In the quarter, Disney earned $1.28 on sales of $12.46 billion while analysts were only looking for $1.17 on revenue of $12.17 billion (all financial and operating data available here). Revenue was up a solid 7.6% compared to last year while EPS was up a truly fantastic 24%. Disney has been opportunistically repurchasing shares, which is why EPS growth slightly outpaced net income growth of 22%. Operating income was up a solid 15% to $2.245 billion. While free cash flow of $2.05 billion was down 25% year over year, this decline was mainly related to transitory changes in working capital and higher spending in film and media projects. This was a clean, strong quarter, and each segment delivered solid results.
Media networks continue to be the relative laggard with revenue growth of only 3%. Due to higher spending, operating income was flat at $2.3 billion. Within networks there are two segments, broadcasting and cable. Broadcasting, namely ABC, has been a laggard due to struggling ratings, but the unit is starting to turn, thanks in part to blockbuster ratings from Good Morning America. Revenue jumped 7% while income of $354 million increased 66% while timing also led to depressed expense. ABC is getting better morning ratings while shows like Agents of SHIELD are driving better primetime results. ABC is probably bottoming.

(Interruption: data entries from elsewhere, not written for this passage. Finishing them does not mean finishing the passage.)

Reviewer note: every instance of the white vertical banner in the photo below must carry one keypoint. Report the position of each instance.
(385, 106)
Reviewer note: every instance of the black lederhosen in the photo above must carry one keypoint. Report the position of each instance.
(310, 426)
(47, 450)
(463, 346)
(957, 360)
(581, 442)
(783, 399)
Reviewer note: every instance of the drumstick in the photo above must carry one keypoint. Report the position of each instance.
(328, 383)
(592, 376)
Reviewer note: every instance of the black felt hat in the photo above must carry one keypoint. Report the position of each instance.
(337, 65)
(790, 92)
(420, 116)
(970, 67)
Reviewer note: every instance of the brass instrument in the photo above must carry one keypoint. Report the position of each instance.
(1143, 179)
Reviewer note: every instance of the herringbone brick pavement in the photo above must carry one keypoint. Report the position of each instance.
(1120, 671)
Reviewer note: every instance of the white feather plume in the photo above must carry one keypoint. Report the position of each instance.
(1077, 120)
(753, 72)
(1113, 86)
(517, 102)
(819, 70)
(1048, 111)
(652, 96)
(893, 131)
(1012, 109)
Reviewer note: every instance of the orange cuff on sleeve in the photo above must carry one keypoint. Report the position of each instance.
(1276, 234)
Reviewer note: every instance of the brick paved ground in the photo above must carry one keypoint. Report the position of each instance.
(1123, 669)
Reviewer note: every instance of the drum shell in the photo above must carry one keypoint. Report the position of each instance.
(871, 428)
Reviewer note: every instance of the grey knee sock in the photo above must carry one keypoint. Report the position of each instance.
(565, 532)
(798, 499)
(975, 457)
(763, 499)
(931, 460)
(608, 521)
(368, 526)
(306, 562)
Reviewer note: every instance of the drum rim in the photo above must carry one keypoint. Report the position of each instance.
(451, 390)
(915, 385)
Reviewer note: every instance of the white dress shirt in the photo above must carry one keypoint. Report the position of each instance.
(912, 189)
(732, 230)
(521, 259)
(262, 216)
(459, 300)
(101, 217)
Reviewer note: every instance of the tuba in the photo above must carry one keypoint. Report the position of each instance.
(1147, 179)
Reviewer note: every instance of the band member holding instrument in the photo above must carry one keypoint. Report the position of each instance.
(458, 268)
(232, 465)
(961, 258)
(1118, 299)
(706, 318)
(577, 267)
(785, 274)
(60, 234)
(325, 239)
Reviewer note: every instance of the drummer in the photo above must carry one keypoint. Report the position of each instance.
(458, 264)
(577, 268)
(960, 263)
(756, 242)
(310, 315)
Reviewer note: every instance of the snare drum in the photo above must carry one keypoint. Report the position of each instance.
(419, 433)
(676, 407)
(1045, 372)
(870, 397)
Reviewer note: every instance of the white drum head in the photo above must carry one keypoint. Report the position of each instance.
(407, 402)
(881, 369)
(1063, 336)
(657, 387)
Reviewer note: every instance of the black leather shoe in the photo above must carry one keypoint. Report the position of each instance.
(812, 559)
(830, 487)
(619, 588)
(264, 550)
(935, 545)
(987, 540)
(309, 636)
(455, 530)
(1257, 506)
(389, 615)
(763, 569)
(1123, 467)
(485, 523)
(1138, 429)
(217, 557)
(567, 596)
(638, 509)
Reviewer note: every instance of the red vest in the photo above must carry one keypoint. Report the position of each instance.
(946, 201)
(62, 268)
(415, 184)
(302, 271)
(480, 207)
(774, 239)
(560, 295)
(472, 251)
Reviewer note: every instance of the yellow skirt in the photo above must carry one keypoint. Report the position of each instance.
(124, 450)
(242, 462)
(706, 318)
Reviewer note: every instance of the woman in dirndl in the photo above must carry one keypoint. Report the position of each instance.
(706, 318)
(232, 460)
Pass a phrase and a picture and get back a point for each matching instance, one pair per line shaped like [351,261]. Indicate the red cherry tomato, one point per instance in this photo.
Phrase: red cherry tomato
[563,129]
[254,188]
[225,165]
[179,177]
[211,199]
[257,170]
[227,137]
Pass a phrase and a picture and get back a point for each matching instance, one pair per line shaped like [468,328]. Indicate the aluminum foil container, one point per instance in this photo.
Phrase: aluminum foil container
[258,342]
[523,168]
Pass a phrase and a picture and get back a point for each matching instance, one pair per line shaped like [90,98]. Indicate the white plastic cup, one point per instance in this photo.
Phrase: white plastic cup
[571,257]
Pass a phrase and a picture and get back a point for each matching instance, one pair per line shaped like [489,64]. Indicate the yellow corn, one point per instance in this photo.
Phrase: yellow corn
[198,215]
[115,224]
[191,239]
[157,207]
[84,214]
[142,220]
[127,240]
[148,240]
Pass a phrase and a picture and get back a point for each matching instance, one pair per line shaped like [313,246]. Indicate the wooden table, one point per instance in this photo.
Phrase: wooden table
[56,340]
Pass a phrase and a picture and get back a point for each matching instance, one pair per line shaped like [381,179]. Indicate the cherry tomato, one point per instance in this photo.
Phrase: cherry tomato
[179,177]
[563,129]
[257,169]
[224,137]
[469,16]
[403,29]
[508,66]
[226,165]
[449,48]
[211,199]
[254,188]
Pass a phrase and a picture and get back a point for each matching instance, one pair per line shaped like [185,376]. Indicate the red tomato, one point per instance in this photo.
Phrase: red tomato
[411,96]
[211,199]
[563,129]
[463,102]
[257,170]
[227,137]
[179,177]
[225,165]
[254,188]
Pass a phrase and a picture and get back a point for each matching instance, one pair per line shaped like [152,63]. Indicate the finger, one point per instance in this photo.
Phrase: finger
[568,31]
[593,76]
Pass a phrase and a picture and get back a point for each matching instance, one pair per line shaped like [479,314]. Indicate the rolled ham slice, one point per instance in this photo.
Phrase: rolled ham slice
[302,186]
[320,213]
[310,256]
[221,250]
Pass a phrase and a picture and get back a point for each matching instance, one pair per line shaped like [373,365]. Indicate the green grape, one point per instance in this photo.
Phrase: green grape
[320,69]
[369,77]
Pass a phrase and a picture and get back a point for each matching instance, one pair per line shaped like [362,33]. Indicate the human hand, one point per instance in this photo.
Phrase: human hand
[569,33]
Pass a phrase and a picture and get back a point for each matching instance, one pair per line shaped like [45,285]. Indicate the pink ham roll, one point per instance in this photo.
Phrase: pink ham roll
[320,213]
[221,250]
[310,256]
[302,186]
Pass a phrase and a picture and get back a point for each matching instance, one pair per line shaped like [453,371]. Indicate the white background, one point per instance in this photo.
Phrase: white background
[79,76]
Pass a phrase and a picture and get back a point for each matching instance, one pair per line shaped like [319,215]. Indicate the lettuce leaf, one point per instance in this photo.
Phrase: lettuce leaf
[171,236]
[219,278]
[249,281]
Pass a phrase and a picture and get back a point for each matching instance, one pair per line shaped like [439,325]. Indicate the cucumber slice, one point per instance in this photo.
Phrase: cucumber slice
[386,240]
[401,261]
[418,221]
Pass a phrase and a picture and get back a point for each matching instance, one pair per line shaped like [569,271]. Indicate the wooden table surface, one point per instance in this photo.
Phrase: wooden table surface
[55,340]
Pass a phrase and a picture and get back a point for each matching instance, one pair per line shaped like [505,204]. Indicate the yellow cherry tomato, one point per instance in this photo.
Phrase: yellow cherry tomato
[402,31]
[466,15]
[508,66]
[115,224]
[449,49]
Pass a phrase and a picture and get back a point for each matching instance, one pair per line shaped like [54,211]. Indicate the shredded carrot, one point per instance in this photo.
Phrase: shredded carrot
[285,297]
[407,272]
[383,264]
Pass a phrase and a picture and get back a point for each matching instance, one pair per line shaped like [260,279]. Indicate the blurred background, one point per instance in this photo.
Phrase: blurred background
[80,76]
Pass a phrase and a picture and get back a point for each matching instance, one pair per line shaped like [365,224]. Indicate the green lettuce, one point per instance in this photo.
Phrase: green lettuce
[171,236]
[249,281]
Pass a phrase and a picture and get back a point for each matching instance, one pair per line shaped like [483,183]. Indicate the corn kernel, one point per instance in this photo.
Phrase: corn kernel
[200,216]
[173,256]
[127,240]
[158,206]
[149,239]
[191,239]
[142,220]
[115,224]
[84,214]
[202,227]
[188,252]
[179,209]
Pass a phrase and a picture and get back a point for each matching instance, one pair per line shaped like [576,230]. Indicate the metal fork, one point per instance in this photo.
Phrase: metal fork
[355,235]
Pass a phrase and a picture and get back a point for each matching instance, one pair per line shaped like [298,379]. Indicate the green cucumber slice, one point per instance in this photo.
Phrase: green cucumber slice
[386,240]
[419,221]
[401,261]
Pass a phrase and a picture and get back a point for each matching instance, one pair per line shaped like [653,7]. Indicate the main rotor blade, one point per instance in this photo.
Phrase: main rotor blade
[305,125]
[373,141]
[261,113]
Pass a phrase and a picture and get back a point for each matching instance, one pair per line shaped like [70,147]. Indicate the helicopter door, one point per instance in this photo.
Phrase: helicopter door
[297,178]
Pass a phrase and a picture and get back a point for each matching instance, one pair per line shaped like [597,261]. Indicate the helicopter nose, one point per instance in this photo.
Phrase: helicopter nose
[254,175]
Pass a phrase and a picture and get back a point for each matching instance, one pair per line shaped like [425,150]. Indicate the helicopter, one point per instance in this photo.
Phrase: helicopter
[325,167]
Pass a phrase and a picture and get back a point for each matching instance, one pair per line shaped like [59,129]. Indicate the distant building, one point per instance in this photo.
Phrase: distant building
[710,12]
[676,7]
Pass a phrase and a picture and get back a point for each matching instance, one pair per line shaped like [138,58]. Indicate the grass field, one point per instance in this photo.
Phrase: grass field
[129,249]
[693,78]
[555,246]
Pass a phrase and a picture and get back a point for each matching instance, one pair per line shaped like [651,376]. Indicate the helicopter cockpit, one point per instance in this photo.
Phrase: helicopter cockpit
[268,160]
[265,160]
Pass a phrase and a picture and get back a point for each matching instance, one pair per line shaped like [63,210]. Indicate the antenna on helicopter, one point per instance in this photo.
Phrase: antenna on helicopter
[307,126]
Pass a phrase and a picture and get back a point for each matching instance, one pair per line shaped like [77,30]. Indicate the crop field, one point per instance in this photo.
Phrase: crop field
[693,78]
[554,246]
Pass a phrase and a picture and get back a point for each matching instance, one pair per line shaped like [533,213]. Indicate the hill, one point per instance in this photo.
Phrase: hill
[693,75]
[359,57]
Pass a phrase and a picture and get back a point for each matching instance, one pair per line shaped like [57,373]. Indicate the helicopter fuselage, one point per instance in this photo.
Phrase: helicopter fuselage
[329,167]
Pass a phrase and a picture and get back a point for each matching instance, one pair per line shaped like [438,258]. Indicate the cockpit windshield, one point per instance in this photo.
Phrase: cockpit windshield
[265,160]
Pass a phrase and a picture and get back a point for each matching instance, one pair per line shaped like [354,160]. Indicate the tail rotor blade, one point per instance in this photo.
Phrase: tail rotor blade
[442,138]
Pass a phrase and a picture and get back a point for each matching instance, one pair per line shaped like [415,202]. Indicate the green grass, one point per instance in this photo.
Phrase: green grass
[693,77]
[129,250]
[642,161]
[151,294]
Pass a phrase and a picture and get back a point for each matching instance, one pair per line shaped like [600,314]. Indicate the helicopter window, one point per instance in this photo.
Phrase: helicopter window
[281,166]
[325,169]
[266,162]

Cable networks, driven by ESPN, are critical to Disney's success with operating income of $1.94 billion, though that was down 7% year over year. Expenses were higher due to the World Cup, but these games drew unprecedented ratings. In fact, this year over year decline was really driven by accounting for deferred revenue and the sale of ESPN UK. On an organic basis adjusting for non-cash accounting items, ESPN continues to grow. ESPN remains the unparalleled leader in sports, and ratings continue to be fantastic. ESPN should continue to be a crown jewel asset for the foreseeable future.
Disney's studio also continues to perform exceptionally well despite very tough comps (Iron Man 3 was released last year). Thanks to strength from Frozen in Japan, Captain America 3, and Maleficent, revenue was up 14% while operating income more than doubled to $411 million. This past weekend, Guardians of the Galaxy set an August record, opening to a stunning $94 million (box office data available here). This opening is a testament to the strength of the Marvel Brand, which is having a tremendous halo effect towards less-known franchises. Strength at the box office keeps Disney's characters fresh, helping drive park attendance (revenue up 8%) and consumer products sales (up 16%). Because it drives business elsewhere, the studio may be Disney's most important business.
While 2014 has been a surprisingly strong year at the box office for Disney, 2015 is all but guaranteed to be a record year. It will be releasing 2 Pixar movies, compared to zero this year. 2015 also boasts The Avengers 2 and Star Wars 7. These films are likely to be the two top films of the year and could each near $1.8-2 billion worldwide. These tentpoles give Disney an incredible film slate that will provide substantial growth. Importantly, they are part of large universes that allow for several films based on different characters. Disney has minimized the risk of film-making by building exceptionally popular films that are guaranteed to draw substantial audiences and also provide substantial revenue from merchandise, toys, and park attractions.
This quarter was another one of exceptional performance from Disney. ABC is getting better while ESPN is absolutely dominant. Thanks to its tent-pole strategy, Disney's film studio continues to deliver strong results, which helps lift other units. With its unprecedented film slate, calendar 2015 will be a record year for the company with earnings poised to reach $5.00. At 17.5x forward earnings, Disney is not a cheap stock, but with record results and a strong film pipeline, a higher multiple is justifiable, and I do expect shares to pass $90 in the next year. Disney is a great buy and hold stock that investors should continue to bet on. While shares may be susceptible to a broader pullback given their valuation, I would be a buyer on dips.
Disclosure: The author is long DIS. The author wrote this article themselves, and it expresses their own opinions. The author is not receiving compensation for it (other than from Seeking Alpha). The author has no business relationship with any company whose stock is mentioned in this article.